Baby Tuna, Januari 2,624, Februari 33,886, Maret 13,792, April 7,200, Mei 6,320, Juni 9,762, Juli 3,700, Agustus 15,720, September 0, Oktober 0, November 0, Desember 0. Total 93, 004 ton.
Sementara Kepala Sentra Kelautan dan Perikanan Terpadu (SKPT) Morotai, Mahli Aweng mengatakan pengelolaan perikanan di Morotai pada umumnya masih banyak kendala harus diselesaikan. Sebagai pihak pengelola KEK, PT Jababeka sampai saat ini belum membangun komunikasi dengan SKPT soal pengembangan perikanan.
Padahal sesama pihak yang ditetapkan dalam program nasional, seharusnya ada sinergitas. “Belum ada komunikasi sama sekali dalam hal pengembangan KEK. Karena pengembangan KEK di sektor perikanan juga belum jalan sampai saat ini,” katanya.
Sebagai lembaga yang bernaung di bawah KKP, Mahli juga menilai, Pemerintah Kabupaten Pulau Morotai juga dinilai terkesan tidak mendukung program-program perikanan, sehingga menimbulkan berbagai macam masalah yang dihadapi para nelayan.
Misalnya pendistribusian bahan bakar minyak (BBM) subsidi ke nelayan yang tidak sesuai dengan rekomendasi Badan Pengatur Hilir Minyak dan Gas Bumi (BH-Migas). Sebab penyaluran BBM tidak langsung ke kapal ikan, malah melalui suplier yang akhirnya banyak nelayan yang tidak memperoleh jatah BBM subsidi sesuai kebutuhan.

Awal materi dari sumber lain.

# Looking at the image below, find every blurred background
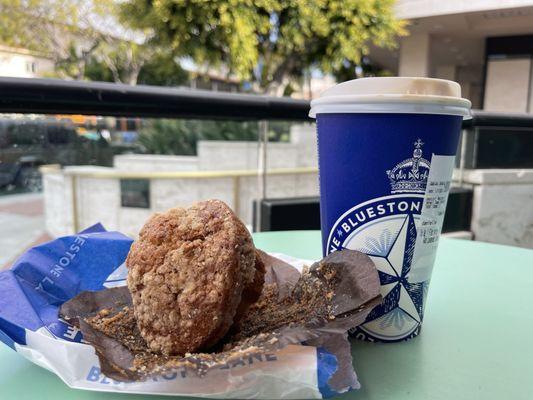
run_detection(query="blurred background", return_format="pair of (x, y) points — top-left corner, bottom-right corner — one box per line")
(1, 0), (533, 269)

“Pemda tidak jelas dalam mendistribusi BBM subsidi ke nelayan karena tidak sesuai prosedur yang akhirnya menyebabkan kenaikan harga BBM subsidi atau harganya tidak sesuai yang telah ditetapkan. Ujung-ujungnya nelayan yang menjadi korban, karena terkesan dipersulit” kesalnya.
Kemudian masalah lain dalam pengembangan perikanan juga yaitu, ada pihak swasta yang terkesan monopoli pengelolaan sektor perikanan yang mengakibatkan koperasi perikanan tidak jalan dan harus ditutup. Padahal tujuan utama pembangunan SKPT itu dalam rangka menghidupkan koperasi untuk mendukung ekonomi masyarakat.
Namun Pemda Morotai memilih menghapus status koperasi dengan memasukkan pihak swasta yakni PT Harta Samudera untuk mengelola fasilitas yang ada di SKPT. Dalam rangka pengembangan perikanan, saat ini pihak SKPT sementara membangun tambahan ruang pendingin ikan 200 ton, pabrik es dan fasilitas pendukung lainnya.
Ditargetkan pada pertengahan 2024 pengembangan tersebut sudah selesai sehingga bisa dioperasikan. Ketika pengembangan SKPT selesai, maka diwajibkan seluruh kapal untuk beraktivitas di SKPT disertai dengan surat-surat kapal yang jelas.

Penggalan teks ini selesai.